Thread overview
[dmd-internals] imports in functions
Jun 22, 2011
Jonathan M Davis
Jun 22, 2011
Walter Bright
Jun 22, 2011
Jonathan M Davis
Jun 22, 2011
Jonathan M Davis
Jun 22, 2011
Walter Bright
Jun 22, 2011
Jonathan M Davis
June 21, 2011
Isn't it supposed to be legal to put imports in functions now? A recent commit to std.file does that, and it's failing to compile because of the import within a function.

- Jonathan M Davis
June 21, 2011

On 6/21/2011 7:34 PM, Jonathan M Davis wrote:
> Isn't it supposed to be legal to put imports in functions now? A recent commit to std.file does that, and it's failing to compile because of the import within a function.
>

Yes, it's supposed to be legal now. Do you have a small test case?
June 21, 2011
On 2011-06-21 22:12, Walter Bright wrote:
> On 6/21/2011 7:34 PM, Jonathan M Davis wrote:
> > Isn't it supposed to be legal to put imports in functions now? A recent commit to std.file does that, and it's failing to compile because of the import within a function.
> 
> Yes, it's supposed to be legal now. Do you have a small test case?

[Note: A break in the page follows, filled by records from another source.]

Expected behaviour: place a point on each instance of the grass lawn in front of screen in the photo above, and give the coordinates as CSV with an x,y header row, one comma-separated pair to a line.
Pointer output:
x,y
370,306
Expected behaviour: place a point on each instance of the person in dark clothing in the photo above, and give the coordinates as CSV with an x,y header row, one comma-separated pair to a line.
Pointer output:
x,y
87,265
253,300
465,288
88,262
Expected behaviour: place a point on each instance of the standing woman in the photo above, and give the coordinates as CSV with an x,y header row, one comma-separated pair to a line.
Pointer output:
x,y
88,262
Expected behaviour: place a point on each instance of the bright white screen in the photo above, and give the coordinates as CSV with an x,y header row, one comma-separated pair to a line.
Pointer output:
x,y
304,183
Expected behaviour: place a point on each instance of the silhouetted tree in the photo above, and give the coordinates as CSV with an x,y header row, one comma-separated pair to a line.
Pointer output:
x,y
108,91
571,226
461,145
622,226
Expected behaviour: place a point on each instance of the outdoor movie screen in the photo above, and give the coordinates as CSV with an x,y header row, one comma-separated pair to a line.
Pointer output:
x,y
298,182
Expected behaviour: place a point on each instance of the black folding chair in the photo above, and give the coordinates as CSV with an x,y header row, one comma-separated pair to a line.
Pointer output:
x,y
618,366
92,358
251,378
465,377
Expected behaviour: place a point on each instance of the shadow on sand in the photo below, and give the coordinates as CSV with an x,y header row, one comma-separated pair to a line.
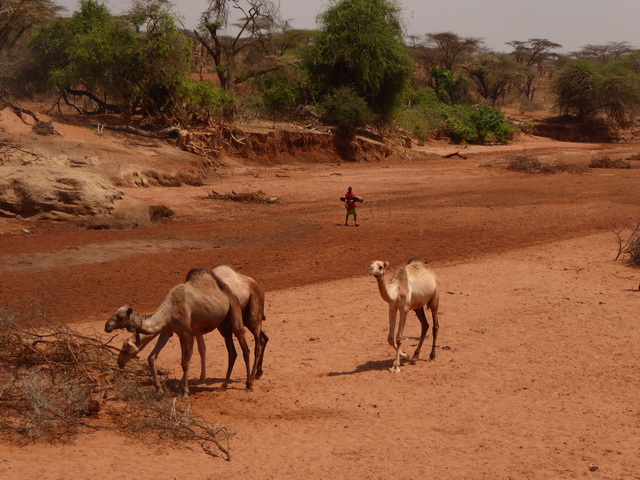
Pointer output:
x,y
366,367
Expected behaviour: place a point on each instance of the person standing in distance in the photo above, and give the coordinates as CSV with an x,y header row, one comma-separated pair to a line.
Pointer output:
x,y
350,205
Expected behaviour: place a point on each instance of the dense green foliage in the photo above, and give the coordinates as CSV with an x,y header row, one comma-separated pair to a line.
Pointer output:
x,y
345,109
360,45
586,88
134,63
428,116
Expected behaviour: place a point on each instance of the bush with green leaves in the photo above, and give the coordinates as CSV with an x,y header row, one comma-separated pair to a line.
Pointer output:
x,y
203,100
346,110
489,124
361,45
586,89
134,63
282,91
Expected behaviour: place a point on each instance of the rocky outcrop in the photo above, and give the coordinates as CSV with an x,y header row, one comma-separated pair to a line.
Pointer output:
x,y
54,192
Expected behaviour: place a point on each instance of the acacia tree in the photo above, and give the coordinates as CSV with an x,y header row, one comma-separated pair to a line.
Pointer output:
x,y
254,29
492,74
445,50
133,63
360,45
585,89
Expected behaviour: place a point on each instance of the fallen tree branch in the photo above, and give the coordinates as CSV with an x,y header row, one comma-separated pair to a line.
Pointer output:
x,y
169,132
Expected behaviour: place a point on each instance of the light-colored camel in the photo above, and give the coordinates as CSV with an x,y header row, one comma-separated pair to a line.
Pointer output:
x,y
197,306
132,346
412,287
251,299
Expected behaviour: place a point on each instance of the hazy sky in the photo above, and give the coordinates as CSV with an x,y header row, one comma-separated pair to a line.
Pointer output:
x,y
571,23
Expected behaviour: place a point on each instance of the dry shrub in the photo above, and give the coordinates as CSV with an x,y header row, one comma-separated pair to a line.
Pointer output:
x,y
629,243
605,161
252,197
53,381
158,212
530,164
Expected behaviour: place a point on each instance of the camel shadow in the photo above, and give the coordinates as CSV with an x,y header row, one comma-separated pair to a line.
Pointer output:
x,y
369,366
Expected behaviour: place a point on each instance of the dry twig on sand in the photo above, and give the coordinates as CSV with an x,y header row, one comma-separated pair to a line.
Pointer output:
x,y
54,380
251,197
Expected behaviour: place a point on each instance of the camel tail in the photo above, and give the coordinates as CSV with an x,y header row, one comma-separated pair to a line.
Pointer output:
x,y
197,272
417,259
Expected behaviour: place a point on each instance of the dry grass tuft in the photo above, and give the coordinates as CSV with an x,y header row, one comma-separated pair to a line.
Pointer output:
x,y
629,243
251,197
54,381
605,161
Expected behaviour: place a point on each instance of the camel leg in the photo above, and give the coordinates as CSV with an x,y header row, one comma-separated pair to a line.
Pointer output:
x,y
235,318
399,336
265,339
425,328
186,344
153,356
392,330
252,319
225,331
436,324
202,350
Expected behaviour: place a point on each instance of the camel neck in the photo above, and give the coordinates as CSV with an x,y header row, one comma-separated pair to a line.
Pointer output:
x,y
386,290
152,324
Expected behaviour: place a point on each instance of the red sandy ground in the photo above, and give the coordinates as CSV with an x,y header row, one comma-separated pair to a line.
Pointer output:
x,y
536,375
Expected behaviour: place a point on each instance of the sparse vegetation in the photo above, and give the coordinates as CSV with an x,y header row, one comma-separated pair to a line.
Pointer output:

I haven't tried to reduce it, but std.file.listDir imports std.regexp on line 3550 of std.file, and that's failing. So, I can try and reduce it, but there is a failing case which is checked in.

- Jonathan M Davis
June 21, 2011
On 2011-06-21 22:12, Walter Bright wrote:
> On 6/21/2011 7:34 PM, Jonathan M Davis wrote:
> > Isn't it supposed to be legal to put imports in functions now? A recent commit to std.file does that, and it's failing to compile because of the import within a function.
> 
> Yes, it's supposed to be legal now. Do you have a small test case?

Actually, this incredibly simple case fails:

void func()
{
    import std.regexp;
}

void main()
{
    func();
}

And I don't know how it could get any simpler than that, so that implies to me that the feature never actually made it in, but I don't know. But I _am_ using the latest HEAD from git, and the autotester is definitely failing because of the import in std.file. So, I don't know what's going on with this feature.

- Jonathan M Davis
June 21, 2011

On 6/21/2011 10:24 PM, Jonathan M Davis wrote:
>
> Actually, this incredibly simple case fails:
>
> void func()
> {
>      import std.regexp;
> }
>
> void main()
> {
>      func();
> }
>
> And I don't know how it could get any simpler than that, so that implies to me that the feature never actually made it in, but I don't know. But I _am_ using the latest HEAD from git, and the autotester is definitely failing because of the import in std.file. So, I don't know what's going on with this feature.
>
>

It compiles when I try it.
June 22, 2011
On 2011-06-21 22:56, Walter Bright wrote:
> On 6/21/2011 10:24 PM, Jonathan M Davis wrote:
> > Actually, this incredibly simple case fails:
> > 
> > void func()
> > {
> > 
> >      import std.regexp;
> > 
> > }
> > 
> > void main()
> > {
> > 
> >      func();
> > 
> > }
> > 
> > And I don't know how it could get any simpler than that, so that implies to me that the feature never actually made it in, but I don't know. But I _am_ using the latest HEAD from git, and the autotester is definitely failing because of the import in std.file. So, I don't know what's going on with this feature.

Okay. I think I figured out what happened. Somehow-or-other, I'd screwed up my dmd install, and it was pointing at an old binary. The autotester was failing, and I probably made the incorrect assumption that it was for the same reason that it was failing on my box. I fixed my dmd install, and now it works. Sorry for the noise.